I think not.  Banks are not victims in the ongoing housing crisis.  Neither are predatory borrowers.  The real victims are those who were talked into mortgages they could not explain nor afford.  The real victims are those who trusted the agents, appraisers and lenders to fulfill their fiduciary duties and are now tens or hundreds of thousands of dollars underwater, with no hope for a solid sale and are facing the loss of social mobility.

It continually boggles me we are years into this thing and the powers that be are doing everything in their power to not fix it.

An interesting idea that this author does not like.  His counter arguments are not invalid but are tantamount to letting the free market do its thing.  The problem is…we are not a free market.  All talk of moral hazard is, at this point, largely irrelevant.  We crossed that rubicon $2 trillion dollars ago when the first dollar was given to the banks. 

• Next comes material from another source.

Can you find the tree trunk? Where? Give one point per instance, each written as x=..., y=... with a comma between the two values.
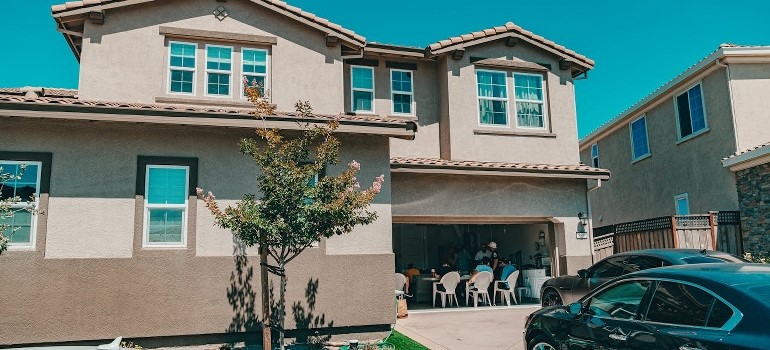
x=266, y=329
x=282, y=302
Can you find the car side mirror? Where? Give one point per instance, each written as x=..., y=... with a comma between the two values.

Should the “free market” be allowed to work?  Sure, if we stop all handouts to the banks.  If corporations are people, then to bankruptcy with them, too.

Looks like Fannie and Freddie are taking steps to do the right thing. Six years too late for most, but it will help a few.

 

Via BrokenCredit. Short sales under HAFA will now be reported as paid in full. That’s a great step forward in achieving equilibrium…of course, its just under this program and it’s taken six years to get even this much.